Prima menatap lelaki itu dengan penuh kekaguman. Ia heran kenapa lelaki itu bisa memahaminya walaupun mereka baru kenal beberapa bulan, bahkan Kirei yang sudah mengenalnya bertahun-tahun kadang tidak menyadari betapa lelahnya Prima.

“No, no it’s fine.” Ia menggelengkan kepala, melahap satu potong brownies lagi. “Aku nggak capek kok, cuma…”

“Cuma?”

Prima menghembuskan napas, “Cuma tadi pagi toaster aku rusak, jadi aku capek dikit nggak bisa makan pagi gitu. Hehe.”

Seven melihatnya ragu, ia tidak percaya dengan alasan perempuan itu. “Are you sure?” tanya Seven sekali lagi untuk memastikan. “Aku nggak akan maksa kalau kakak emang nggak mau cerita, tapi kalau kakak kenapa-kenapa aku bisa dengerin kok. I won’t complain at all. Kalau kakak capek, kakak boleh ngomong ke aku, boleh komplain ke aku, aku nggak akan kesel karena aku mau tau keadaan kakak gimana.”

That hit the spot for her, matanya berkaca-kaca the moment Seven placed his hand on her back. “Eh, loh, hah, kakak kenapa?” lelaki itu panik ketika Prima menundukkan wajahnya dan menenggelamkannya di telapak tangan perempuan itu.

Sejak dua hari yang lalu, Prima menahan tangisannya karena merasa tidak pantas untuk meneteskan air mata. Ia merasa dirinya tidak boleh capek, karena orang-orang pasti usahanya lebih keras dan lebih menderita dari dia.

Seven tidak mengatakan apa-apa lagi setelah itu, ia hanya menepuk-nepuk dan mengelus pundak kakak kelasnya. Ini baru pertama kali ia melihat Prima menangis, dan ia merasa bersalah karena tidak memahaminya.

Tidak ada orang di kantin sama sekali, karena mereka berdua datangnya terlalu pagi. Dan Prima bersyukur telah dibangunkan lebih pagi dari biasanya, karena dengan itu ia bisa ke sekolah jauh lebih pagi juga.

Keheningan di kantin membuat perempuan itu merasa lebih tenang, dan sentuhan Seven di pundaknya juga terasa nyaman. Ketika Prima mengangkat wajahnya, Seven langsung merentangkan tangannya, menawarkan pelukan untuk perempuan itu.
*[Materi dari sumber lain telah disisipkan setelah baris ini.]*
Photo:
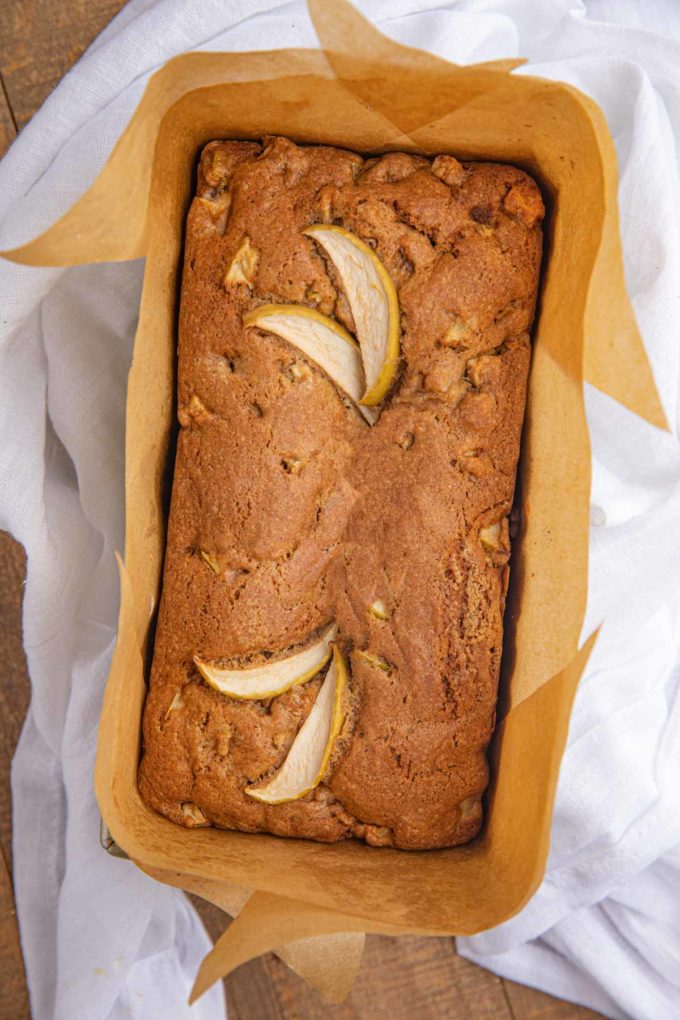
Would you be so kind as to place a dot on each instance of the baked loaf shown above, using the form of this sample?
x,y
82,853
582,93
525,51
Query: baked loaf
x,y
290,510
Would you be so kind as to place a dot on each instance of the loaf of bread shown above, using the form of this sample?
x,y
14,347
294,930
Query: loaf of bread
x,y
295,510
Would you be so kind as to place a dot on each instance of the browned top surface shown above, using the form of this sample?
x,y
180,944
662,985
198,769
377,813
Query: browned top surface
x,y
390,512
399,975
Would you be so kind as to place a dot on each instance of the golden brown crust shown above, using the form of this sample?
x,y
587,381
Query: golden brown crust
x,y
390,512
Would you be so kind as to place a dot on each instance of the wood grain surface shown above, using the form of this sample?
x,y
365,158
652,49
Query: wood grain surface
x,y
400,978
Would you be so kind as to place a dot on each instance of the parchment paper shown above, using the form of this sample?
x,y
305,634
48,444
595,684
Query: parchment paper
x,y
366,93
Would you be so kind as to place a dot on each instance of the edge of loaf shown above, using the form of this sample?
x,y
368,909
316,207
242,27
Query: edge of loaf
x,y
293,511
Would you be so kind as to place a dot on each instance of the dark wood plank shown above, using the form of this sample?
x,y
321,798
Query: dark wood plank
x,y
13,1000
40,40
251,993
527,1004
7,128
400,978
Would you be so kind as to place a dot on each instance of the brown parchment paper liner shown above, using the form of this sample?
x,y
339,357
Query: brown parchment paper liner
x,y
313,903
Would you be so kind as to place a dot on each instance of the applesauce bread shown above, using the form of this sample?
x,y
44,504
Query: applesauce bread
x,y
292,512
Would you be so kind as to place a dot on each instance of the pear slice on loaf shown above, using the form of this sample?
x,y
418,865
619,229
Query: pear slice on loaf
x,y
321,339
374,305
309,755
270,678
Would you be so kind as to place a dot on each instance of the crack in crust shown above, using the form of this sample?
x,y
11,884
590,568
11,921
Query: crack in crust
x,y
289,511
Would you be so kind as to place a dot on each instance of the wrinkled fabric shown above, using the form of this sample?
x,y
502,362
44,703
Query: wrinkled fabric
x,y
100,938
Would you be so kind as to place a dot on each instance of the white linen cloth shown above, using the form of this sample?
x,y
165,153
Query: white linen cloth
x,y
101,940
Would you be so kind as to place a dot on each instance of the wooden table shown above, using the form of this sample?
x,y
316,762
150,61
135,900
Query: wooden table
x,y
400,977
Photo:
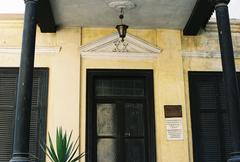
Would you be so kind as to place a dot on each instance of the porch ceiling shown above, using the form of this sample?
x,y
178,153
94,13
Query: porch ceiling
x,y
172,14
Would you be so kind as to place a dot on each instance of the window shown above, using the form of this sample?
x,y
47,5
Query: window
x,y
120,124
212,140
8,86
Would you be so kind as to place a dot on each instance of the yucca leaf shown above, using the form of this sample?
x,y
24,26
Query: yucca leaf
x,y
51,149
49,156
74,150
65,150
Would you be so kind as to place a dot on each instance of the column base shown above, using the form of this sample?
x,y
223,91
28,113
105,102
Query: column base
x,y
235,157
19,159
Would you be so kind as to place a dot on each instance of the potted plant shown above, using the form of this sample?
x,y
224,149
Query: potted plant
x,y
65,149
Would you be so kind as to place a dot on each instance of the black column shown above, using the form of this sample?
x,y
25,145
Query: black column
x,y
229,74
24,87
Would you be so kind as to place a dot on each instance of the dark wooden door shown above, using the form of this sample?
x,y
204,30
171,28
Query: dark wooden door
x,y
120,116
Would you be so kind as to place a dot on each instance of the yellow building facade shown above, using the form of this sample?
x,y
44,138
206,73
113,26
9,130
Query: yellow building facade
x,y
63,54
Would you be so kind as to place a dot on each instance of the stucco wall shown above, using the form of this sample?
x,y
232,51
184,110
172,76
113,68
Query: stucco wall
x,y
60,52
202,53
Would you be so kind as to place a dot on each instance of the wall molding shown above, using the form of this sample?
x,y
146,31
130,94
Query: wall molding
x,y
38,50
207,54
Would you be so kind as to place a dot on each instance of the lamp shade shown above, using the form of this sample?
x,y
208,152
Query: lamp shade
x,y
122,31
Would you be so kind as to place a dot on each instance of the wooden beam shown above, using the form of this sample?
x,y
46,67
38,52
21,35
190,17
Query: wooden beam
x,y
45,19
201,13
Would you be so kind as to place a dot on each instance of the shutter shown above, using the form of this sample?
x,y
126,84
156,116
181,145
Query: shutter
x,y
8,82
212,140
7,107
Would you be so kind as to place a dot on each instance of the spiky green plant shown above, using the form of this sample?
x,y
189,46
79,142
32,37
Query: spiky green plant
x,y
65,150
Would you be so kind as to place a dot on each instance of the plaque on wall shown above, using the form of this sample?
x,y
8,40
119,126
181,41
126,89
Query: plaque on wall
x,y
173,122
173,111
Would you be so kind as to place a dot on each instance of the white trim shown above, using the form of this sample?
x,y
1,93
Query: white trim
x,y
140,49
94,46
38,50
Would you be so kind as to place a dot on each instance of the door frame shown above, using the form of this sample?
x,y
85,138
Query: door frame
x,y
150,116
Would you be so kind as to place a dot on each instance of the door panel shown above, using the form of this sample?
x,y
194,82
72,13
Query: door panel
x,y
120,116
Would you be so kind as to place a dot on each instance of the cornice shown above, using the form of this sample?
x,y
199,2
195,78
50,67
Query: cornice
x,y
212,26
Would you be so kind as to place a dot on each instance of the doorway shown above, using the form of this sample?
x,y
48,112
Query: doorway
x,y
120,116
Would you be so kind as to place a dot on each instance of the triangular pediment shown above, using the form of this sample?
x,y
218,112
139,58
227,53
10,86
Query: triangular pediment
x,y
111,46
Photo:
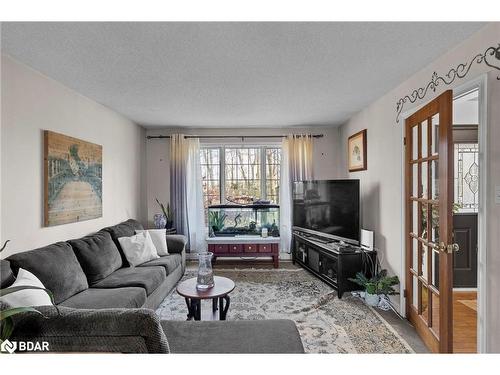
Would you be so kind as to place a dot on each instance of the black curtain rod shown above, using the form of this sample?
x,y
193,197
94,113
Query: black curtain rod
x,y
228,136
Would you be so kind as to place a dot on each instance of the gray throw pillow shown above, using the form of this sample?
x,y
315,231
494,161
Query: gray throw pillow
x,y
56,267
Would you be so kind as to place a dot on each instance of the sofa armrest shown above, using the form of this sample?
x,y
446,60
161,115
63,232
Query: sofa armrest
x,y
176,243
84,330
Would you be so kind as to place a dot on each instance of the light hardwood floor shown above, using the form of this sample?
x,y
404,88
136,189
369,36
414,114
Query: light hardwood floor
x,y
464,322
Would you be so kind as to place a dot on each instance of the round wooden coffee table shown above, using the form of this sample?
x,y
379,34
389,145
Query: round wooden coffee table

Tanpa berpikir dua kali, Prima langsung menjatuhkan dirinya ke dalam pelukan pacarnya. Ia sudah tidak menangis lagi, melainkan sekarang ia merasa tenang di dalam pelukan lelaki itu. “Makasih Sev, maaf aku tiba-tiba nggak jelas,” gumam perempuan itu. Suaranya tidak begitu jelas karena ia menenggelamkan wajahnya di dada pacarnya.

Seven mengangguk, mengelus-eluskan kepala kakak kelasnya. “Don’t apologize. Kakak mau cerita nggak? Numpang nggak ada orang.”

Prima menggelengkan kepalanya, lalu menjauhkan dirinya dari dada Seven. “Ah this is so embarrassing, I’m supposed to be older than you.” ia memutarkan kedua bola matanya malas. Seven tertawa, “Apa hubungannya coba?”

Prima tidak menjawab, ia malah menenggelamkan wajahnya di dada lelaki itu lagi, mengucapkan ‘makasih’ berkali-kali yang kemudian dibalas dengan ‘iya’ oleh Seven sama banyaknya.